First launched in January 2014, VoxGov is a discovery platform that aggregates a broad range of official and ephemeral information resources issued by individual representatives and organizations from all branches of the U.S. Federal Government, and links that content to publicly accessible government documentation. VoxGov harvests content in "real-time" through continuous indexing and caches web content for discovery, retaining information that may no longer be online.
According to the provider, the "Elections" section of the platform was highly used during the 2016 Presidential election. The Provider has confirmed that the VoxGov Election tools will be available during the 2020 Presidential Primaries and the 2020 Presidential election.
Content Sources
As of 2020, VoxGov represents that it aggregates and indexes information from over 8500 sources and is located from across 600,000 + website locations, including approximately 45,000 unique government web locations as well as social media sites of government representatives and agencies. According to the provider, content is updated 24 hours a day, 7 days a week.
VoxGov harvests content from all three branches of the Federal government. For legislative content, VoxGov indexes official congressional representative websites and "release sites" (press releases, speeches, testimony, articles and editorial statements), as well as commentary posted by their offices on over 2,000 social media sites (Facebook, Twitter, and YouTube). Executive content includes release sites (news, announcements, reports) and social media from the executive office, cabinet, departments and agencies such as the Department of State, Defense, U.S. embassies, etc. VoxGov also indexes judicial and regulatory information disseminated by various other federal government bodies, as well as autonomous bodies such as the Voice of America and U.S. political parties.
Additionally the service indexes official documents such as the Congressional Record, Congressional Research Service reports, the Federal Register, legislation (bills, amendments, resolutions, etc.), and congressional documents (including testimony transcripts and committee reports). VoxGov has estimated that these primary source documents--already widely available elsewhere--represent less than 10% of VoxGov indexed content (2.2 million document files out of an estimated 30 million documents).1 Results from these sources are reported in line with the other collected material, enabling users to track commentary and official responses to issues during all phases of the political, legislative and regulatory process. VoxGov links out to some of these sources on external platforms, including open access content on congress.gov. Federal Register content is gathered from GPO.gov, with public inspection documents from FederalRegister.gov.

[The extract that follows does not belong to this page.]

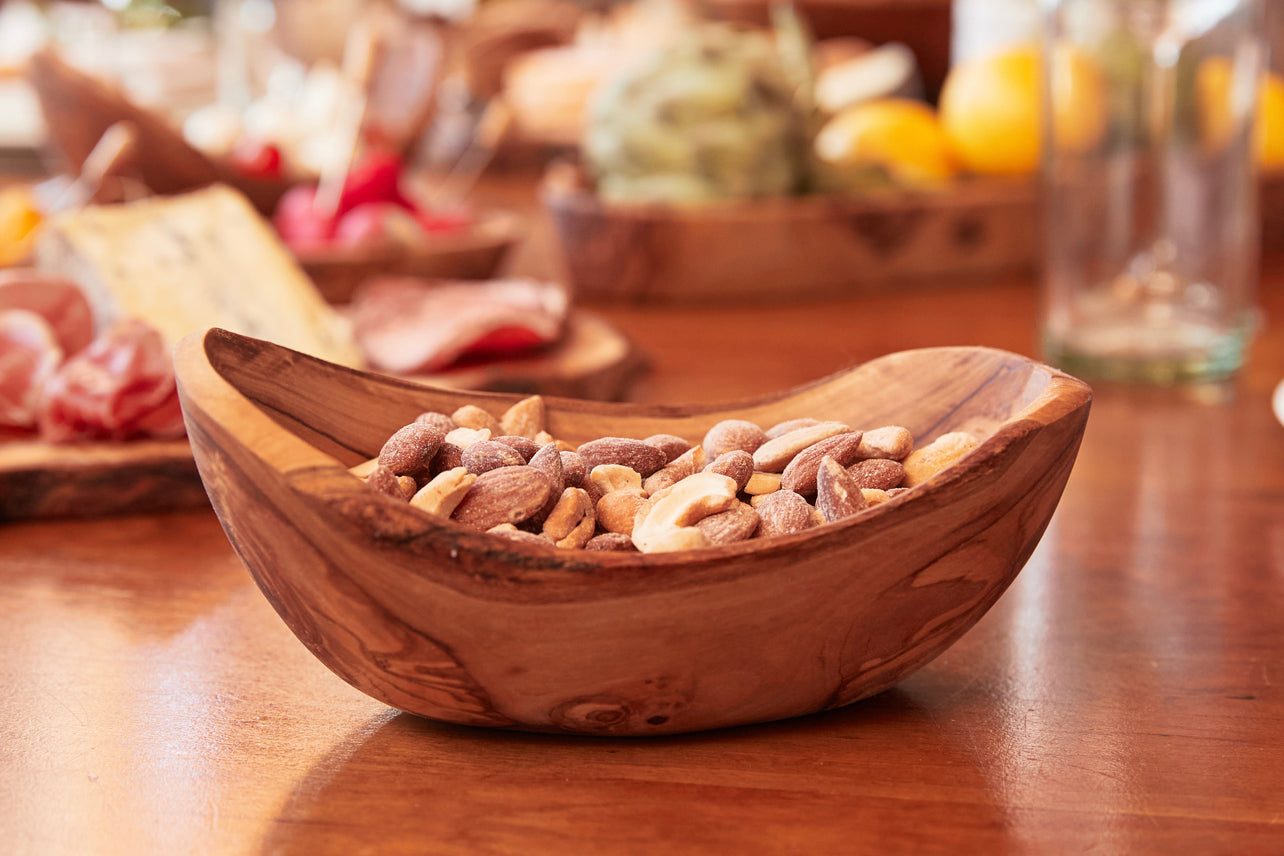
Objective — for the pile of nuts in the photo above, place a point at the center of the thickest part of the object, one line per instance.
(509, 476)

Representing the published output of tens of thousands of U.S. Federal Government web locations, the resulting database yields an enormous amount of information. As of February 2019, the platform has indexed more than five million official releases and over 31 million social media posts. VoxGov indicates that more than 20,000 files are added daily.2 Content ranges widely in scope, from official statements by congressional representatives on legislation to commentary and "retweets" posted on Twitter. VoxGov applies rigorous indexing to each entry to aid filtering and navigation by source, topic, and content type. There is some redundancy to content as official releases are disseminated and reposted via other channels or as representatives post content to multiple sites. VoxGov does not capture outlinks to other sites.
Chronological Coverage
While the VoxGov platform was first released in 2014, it includes social media posts gathered since at least 2002. VoxGov has also indexed historical documentation from official sites dating back to the 19th century, with the majority of the content falling between 1993 and present day. As new source entities and resource types are added, the developers seek to “include all associated available archives so they remain complete.”
Given VoxGov’s broad aims for harvesting content, the researcher may be left with the interesting methodological question of discerning what portion of congressional online and social media content the database will come to represent. The inherent difficulty in defining the entire U.S. federal government “domain” on the web has often been cited by authorities on preservation like James A. Jacobs in his March 2014 report Born-Digital U.S. Federal Government Information: Preservation and Access. This difficulty complicates the task of interpreting the term frequency data utilized in the interface.VoxGov represents that it has employed several librarians to identify and map federal agencies in detail.